Howdy. Thanks to everyone who made my birthday so much fun this year! Also, I'd like to say that I'm going to go ahead and place a hex on everyone who participated in the "decorating" of my office, the hex to remain in place until such time that my office once again becomes clean (I've pulled down the streamers, but there are still a whole bunch of balloons, and I'm pretty sure I'll be finding confetti in the nooks and crannies of my office for the next several years).
Well, last night I went and had dinner with Ryan, Jamie, and Nicole at Hyde Park Grill. It wasn't really a birthday celebration dinner, necessarily, because we already sort of did that on Saturday night, but it was a nice dinner, nonetheless, and they even got me some presents (a David Byrne album, the new Herbie Hancock, and a Wilco DVD). Thanks to all the folks who called or stopped by to wish me a happy birthday!

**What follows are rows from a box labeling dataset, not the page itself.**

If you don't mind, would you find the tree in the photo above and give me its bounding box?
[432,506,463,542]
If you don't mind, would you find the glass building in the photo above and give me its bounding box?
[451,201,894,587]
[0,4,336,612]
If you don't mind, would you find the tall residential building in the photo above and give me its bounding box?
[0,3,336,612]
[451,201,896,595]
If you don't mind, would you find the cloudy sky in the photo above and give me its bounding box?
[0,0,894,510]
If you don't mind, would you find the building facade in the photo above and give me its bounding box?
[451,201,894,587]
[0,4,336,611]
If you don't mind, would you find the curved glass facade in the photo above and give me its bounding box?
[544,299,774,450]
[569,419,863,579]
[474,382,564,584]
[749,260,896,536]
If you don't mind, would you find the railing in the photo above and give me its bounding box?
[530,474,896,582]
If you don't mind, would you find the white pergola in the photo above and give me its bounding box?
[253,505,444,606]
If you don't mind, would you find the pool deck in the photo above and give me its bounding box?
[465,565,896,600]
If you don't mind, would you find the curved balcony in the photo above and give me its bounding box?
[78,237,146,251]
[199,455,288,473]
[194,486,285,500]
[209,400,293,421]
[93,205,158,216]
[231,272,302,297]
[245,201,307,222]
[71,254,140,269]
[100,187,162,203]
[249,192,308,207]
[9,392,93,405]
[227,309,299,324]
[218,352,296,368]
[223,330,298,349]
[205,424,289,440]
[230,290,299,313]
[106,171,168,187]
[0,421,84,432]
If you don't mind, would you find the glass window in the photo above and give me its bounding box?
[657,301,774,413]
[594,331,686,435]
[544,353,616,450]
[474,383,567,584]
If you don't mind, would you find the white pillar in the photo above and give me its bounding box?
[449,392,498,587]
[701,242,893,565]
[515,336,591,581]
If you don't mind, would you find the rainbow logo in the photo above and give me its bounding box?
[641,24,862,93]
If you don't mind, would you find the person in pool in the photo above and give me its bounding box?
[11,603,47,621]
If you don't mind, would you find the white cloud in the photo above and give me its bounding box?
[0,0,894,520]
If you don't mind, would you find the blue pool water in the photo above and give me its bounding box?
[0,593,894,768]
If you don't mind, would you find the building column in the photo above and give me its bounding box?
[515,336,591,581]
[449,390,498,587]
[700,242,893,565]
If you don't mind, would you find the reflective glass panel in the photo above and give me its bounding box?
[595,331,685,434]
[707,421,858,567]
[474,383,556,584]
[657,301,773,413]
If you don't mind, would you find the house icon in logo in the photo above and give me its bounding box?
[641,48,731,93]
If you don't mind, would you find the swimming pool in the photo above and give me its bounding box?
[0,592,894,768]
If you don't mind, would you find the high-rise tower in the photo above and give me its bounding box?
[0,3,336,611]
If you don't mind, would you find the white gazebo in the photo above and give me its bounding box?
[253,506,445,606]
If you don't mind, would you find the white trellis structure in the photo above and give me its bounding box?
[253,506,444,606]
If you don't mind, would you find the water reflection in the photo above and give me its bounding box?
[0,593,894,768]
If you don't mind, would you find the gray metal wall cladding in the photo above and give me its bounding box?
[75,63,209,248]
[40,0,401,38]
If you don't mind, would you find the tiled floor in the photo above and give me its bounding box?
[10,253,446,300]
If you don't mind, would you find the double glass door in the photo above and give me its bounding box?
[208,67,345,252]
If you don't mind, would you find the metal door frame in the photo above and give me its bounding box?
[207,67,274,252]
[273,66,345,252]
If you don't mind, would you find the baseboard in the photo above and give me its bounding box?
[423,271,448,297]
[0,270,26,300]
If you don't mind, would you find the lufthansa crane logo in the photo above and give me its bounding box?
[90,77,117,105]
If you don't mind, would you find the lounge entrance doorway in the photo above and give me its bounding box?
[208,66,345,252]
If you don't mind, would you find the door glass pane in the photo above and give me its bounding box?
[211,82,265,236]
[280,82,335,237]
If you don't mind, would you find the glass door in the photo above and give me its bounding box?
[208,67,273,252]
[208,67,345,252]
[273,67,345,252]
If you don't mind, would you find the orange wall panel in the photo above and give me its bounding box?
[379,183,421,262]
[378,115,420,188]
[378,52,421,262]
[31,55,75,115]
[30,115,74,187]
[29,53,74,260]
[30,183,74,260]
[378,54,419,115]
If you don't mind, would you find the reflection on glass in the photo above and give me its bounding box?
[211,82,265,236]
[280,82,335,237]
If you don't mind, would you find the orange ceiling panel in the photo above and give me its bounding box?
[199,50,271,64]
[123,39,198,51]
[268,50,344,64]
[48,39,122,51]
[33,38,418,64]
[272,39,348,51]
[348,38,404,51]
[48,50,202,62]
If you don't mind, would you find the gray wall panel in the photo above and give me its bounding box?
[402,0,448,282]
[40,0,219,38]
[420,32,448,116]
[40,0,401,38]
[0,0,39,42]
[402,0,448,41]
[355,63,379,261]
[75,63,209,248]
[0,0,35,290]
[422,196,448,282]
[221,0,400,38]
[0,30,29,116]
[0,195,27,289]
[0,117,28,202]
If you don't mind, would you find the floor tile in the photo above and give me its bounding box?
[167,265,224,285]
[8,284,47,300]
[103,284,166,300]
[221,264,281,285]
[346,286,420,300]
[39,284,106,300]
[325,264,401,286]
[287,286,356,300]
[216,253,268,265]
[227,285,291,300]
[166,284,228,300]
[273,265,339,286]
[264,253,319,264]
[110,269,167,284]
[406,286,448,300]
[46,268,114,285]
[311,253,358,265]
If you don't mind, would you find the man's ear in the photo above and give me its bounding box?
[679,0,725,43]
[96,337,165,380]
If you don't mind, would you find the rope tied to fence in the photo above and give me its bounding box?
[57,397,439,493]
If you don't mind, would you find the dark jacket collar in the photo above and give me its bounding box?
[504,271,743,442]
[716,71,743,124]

And for the millionth time, I will readily admit to being totally confused by the economy and by Wall Street. The Fed takes action to help save Bear Stearns and reduces a key interest rate by .75 because the economy is silding deeper into the crapper, and suddenly the stock market reacts by wildly skyrocketing 420 points? It just feels crazy. It seems like the American economy is some sort of seriously ill hospital patient, and then whenever the doctor gives that patient a shot of painkillers to temporarily ease his symptoms, the patient's family immediately rushes out to buy the patient exercise equipment and plane tickets for the patient to travel with them to Europe next month. Is it well-wishing that's driving this behavior or some kind of hope that spending money on future plans will either cure the patient or make him forget his own sickness? I'm all for the power of positive thinking, but doesn't it just seem sort of natural that there might be dire consequences for bad decision-making in a freemarket economy (i.e., the poor investment decisions and overextended credit of Bear Stearns)? Anyway, I don't really understand the stock market. They seem like a bunch of overstimulated, hyperactive little kids who just respond with knee-jerk reactions to the latest news rather than choosing to try to see any kind of big picture and move proactively and purposefully.
Well, that's enough for now. Maybe more later.
But I'm no economist. I took economics from a professor who was aptly nicknamed "Sleepy Joe" because of the effect that he had on his students.